Textile Museum of Canada, Toronto, Canada

The Textile Museum of Canada, located Toronto, Ontario, Canada, is a Canadian museum dedicated to the collection, exhibition, and documentation of textiles.

Dedicated to expanding knowledge, creativity and awareness, the Textile Museum of Canada (TMC) plays a leading role in Canada and beyond facilitating access to material culture as well as to interdisciplinary practices that embrace art, design and fashion. As an international repository of cultural heritage with a collection encompassing more than 13,000 artifacts, archaeological to contemporary, the TMC is uniquely positioned to speak to evolving experiences in a global context as well as to our increasingly global communities. Located in Toronto’s downtown core, the Museum addresses the nuances of cultures and identities through a dynamic exhibition program based on our collection as well as the work of Canadian and international contemporary artists.

The Textile Museum of Canada was founded as the Canadian Museum of Carpets and Textiles in 1975 by Max Allen and Simon Waegemaekers. Located above an ice cream shop in Mirvish Village the museum’s collection was initially based on textiles collected during business trips. The museum relocated to its current location as in 1989.

Since its incorporation, the Textile Museum of Canada has garnered wide acclaim for the quality and social impact of its collections, exhibitions and programming and for its role as a renowned incubator for artistic and scholarly research and practice that provides a unique platform for the generation and exploration of new ideas. The TMC is a leader in digital heritage; at once “high touch” and “high tech,” the Museum integrates traditional practices with cutting-edge innovation to create opportunities for meaningful life-long learning.

The Textile Museum of Canada has a permanent collection of more than 13,000 textiles from around the world. Covering 2,000 years of textile history, the collection includes fabrics, ceremonial cloths, garments, carpets, quilts and related artifacts.

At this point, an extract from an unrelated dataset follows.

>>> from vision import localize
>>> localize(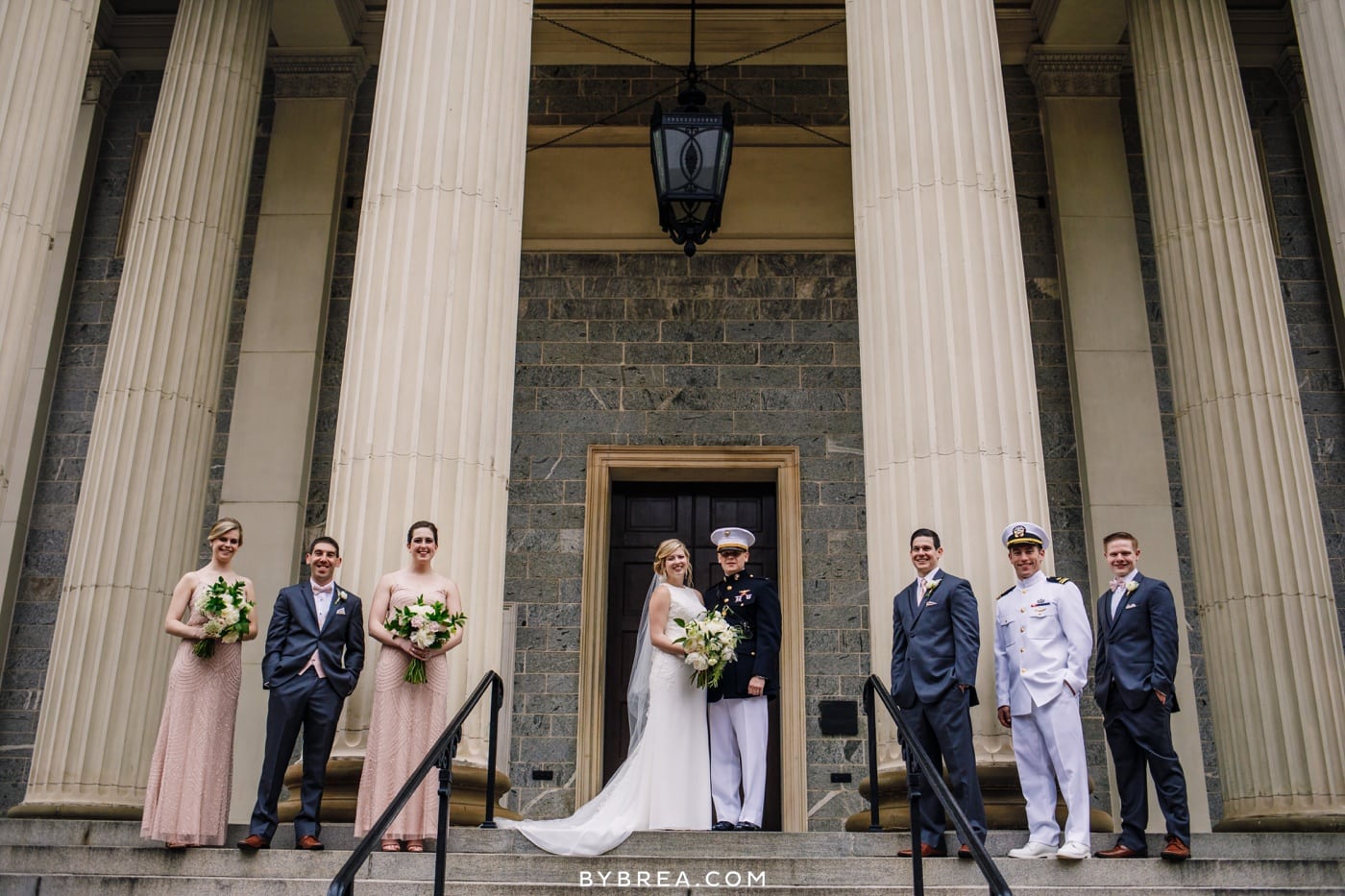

The museum presents curated exhibitions of contemporary work and historic and ethnographic artifacts drawn from its own and others’ collections. It is home to the H.N. Pullar Library, a reference collection of material focused on non-industrial textiles. The museum also offers lectures, round-table discussions, workshops, music and dance performances, hands-on demonstrations, school programs and public tours.

Canadian Tapestry: The Fabric of Cultural Diversity, one of the museum’s digitization projects, provides online access to 7,000 artifacts and a second phase will provide access to an additional 3,500 items.